0

I have this piece of code that is getting 200k entries from the database and afterwards is processing it in batches. What I noticed is that the processBatch (5000 entries per batch) it takes around 3 minutes to process (2 hours processing basically)

I am already using indexes for the database for the entryId to speedup finding entries. What I am wondering is if is possible to have this batch processing somehow maybe running in parallel.

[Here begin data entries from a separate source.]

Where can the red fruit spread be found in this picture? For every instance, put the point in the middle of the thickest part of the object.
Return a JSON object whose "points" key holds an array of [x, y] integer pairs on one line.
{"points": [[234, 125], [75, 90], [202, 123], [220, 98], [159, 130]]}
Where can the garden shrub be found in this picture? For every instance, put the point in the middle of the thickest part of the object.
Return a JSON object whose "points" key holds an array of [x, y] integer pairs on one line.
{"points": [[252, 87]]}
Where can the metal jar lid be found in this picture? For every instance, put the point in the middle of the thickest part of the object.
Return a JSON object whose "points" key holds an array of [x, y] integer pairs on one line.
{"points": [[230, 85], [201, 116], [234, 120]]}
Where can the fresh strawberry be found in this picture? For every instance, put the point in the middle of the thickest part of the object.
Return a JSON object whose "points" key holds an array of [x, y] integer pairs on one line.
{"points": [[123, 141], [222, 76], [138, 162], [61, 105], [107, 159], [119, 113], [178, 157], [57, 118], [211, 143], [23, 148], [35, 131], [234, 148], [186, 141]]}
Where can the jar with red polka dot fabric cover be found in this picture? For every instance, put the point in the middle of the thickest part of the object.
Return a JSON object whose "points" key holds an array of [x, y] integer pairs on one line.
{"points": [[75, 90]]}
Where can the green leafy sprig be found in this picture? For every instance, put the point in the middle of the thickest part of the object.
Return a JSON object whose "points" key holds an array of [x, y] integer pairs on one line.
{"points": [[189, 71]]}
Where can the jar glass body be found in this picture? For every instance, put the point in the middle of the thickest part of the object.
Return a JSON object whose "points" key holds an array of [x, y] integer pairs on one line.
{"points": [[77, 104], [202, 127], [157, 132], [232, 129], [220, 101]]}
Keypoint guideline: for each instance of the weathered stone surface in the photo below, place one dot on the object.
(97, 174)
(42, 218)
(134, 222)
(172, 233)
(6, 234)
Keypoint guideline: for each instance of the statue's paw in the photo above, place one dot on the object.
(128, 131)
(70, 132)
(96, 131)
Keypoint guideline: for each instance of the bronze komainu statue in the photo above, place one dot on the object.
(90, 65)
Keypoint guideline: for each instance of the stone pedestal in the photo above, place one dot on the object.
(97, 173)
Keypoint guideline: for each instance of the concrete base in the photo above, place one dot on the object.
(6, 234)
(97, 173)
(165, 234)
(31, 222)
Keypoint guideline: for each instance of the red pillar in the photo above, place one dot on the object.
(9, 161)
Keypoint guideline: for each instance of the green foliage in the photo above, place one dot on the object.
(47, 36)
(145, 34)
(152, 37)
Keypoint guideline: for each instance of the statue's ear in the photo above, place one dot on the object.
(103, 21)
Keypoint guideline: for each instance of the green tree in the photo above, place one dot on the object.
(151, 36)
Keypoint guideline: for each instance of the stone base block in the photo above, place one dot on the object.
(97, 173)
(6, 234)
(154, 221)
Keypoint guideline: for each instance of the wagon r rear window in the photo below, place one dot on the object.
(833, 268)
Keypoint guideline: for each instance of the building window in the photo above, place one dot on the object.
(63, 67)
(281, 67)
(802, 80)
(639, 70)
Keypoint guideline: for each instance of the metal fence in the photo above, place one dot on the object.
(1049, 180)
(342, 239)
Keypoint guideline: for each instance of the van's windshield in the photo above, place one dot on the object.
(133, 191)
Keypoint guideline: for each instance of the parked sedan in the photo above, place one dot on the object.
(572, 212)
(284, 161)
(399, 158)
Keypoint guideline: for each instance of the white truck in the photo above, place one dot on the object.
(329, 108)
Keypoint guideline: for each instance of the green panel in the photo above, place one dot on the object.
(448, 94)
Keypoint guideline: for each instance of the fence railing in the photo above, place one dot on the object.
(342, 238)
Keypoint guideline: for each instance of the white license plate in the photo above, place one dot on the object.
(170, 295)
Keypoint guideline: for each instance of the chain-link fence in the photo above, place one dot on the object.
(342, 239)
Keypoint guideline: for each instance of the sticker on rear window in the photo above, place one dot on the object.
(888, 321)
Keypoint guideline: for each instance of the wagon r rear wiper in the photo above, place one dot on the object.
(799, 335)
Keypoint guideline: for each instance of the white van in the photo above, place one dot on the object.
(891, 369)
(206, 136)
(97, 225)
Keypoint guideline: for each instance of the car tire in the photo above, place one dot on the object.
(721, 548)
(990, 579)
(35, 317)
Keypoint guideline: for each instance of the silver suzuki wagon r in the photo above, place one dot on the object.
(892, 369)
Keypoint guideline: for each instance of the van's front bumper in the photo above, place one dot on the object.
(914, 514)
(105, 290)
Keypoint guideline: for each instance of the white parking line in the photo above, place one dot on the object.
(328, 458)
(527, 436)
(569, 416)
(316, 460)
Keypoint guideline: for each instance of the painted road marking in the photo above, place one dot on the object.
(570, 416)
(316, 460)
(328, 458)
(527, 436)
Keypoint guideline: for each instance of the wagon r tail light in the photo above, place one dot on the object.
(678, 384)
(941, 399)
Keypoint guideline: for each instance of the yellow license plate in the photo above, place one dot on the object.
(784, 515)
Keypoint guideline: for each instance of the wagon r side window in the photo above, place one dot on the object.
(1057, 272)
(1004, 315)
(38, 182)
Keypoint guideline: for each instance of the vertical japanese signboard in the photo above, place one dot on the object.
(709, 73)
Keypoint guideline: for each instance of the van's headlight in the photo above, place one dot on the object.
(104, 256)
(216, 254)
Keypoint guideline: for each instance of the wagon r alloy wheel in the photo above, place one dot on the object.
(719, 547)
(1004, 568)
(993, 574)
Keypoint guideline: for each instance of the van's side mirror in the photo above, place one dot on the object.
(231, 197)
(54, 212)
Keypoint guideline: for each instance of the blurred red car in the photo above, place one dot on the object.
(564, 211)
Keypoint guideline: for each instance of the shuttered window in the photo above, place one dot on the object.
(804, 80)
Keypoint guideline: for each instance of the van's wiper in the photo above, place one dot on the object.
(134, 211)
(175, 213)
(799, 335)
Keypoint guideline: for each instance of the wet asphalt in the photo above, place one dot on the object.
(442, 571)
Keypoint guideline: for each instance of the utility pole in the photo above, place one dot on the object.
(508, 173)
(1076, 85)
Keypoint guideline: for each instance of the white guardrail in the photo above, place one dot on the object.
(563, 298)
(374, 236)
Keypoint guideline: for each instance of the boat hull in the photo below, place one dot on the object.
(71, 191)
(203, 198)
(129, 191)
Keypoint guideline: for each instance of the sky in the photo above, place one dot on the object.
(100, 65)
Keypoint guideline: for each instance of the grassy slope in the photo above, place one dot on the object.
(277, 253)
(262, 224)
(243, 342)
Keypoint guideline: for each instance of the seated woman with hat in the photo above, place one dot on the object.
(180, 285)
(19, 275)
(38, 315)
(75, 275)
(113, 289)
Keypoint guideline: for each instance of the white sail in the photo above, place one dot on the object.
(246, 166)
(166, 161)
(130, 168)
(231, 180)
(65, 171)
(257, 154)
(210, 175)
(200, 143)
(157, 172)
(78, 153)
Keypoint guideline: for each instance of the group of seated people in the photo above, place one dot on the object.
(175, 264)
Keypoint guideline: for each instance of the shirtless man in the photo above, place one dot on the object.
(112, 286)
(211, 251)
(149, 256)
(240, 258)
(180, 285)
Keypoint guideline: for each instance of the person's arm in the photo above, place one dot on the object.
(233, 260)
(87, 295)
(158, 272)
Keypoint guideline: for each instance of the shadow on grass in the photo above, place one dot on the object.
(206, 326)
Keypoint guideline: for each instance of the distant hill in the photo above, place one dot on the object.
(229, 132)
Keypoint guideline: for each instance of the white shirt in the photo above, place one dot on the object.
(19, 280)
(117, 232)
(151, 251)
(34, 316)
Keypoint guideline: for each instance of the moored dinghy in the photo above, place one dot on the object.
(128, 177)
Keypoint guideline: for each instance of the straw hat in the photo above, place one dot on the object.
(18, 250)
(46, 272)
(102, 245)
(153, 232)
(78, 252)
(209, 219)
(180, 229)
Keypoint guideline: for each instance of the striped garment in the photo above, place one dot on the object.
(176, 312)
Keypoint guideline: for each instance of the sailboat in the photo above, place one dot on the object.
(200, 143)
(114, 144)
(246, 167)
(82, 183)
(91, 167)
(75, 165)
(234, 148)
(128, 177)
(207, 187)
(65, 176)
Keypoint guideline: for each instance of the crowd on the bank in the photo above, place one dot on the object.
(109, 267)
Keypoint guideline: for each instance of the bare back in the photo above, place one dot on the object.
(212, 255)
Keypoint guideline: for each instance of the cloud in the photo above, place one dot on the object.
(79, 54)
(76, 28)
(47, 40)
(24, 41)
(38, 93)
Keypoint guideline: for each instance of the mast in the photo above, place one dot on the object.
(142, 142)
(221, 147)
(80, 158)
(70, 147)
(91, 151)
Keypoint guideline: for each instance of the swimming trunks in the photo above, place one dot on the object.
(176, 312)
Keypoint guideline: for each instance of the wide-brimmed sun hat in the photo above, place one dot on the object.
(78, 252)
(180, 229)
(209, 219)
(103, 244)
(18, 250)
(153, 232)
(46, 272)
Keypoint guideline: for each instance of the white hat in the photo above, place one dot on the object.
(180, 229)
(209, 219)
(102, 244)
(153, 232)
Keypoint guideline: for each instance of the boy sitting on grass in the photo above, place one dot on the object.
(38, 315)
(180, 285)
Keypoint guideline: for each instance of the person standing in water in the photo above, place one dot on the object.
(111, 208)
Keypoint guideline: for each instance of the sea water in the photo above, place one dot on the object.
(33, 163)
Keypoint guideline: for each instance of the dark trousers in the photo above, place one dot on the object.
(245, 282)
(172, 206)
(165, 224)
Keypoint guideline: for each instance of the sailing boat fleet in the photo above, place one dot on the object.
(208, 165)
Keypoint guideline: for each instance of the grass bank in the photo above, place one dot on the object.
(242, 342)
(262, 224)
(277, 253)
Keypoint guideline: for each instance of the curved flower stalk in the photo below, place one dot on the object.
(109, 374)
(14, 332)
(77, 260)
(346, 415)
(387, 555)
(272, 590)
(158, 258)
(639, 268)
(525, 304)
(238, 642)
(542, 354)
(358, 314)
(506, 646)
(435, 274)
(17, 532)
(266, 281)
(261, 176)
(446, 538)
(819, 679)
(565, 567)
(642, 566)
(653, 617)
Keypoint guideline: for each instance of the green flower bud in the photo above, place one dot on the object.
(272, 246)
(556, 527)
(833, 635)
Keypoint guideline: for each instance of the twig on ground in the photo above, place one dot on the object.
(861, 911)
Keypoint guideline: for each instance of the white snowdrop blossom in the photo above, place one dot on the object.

If is not clear I would gladly refactor the question


         Stream<X> streams= repository
                .streamBySourceFileCreationDate(getDateFromFilename(sourceFileName));

        int batchSize = properties.getBuildOutput().getSize();
        List<OutX> built = new ArrayList<>();

        Iterators.partition(streams.iterator(), batchSize)
                .forEachRemaining(list -> processBatch(list, built));

   private void processBatch(List<X> list, List<OutX> built) {
        list.stream().map(m -> {
                X xEntry = repository
                        .findLatestUpdateById(m.getEntryId());
                if (xEntry == null) {
                    return null;
                }
                XOut out = buildXOut(x);
                return out;
        }).filter(Objects::nonNull).forEach(built::add);
}

UPDATE 1: I tried like this to update the first part and this reduced the processing to around 25 min. Any other suggestion maybe how to make this faster ?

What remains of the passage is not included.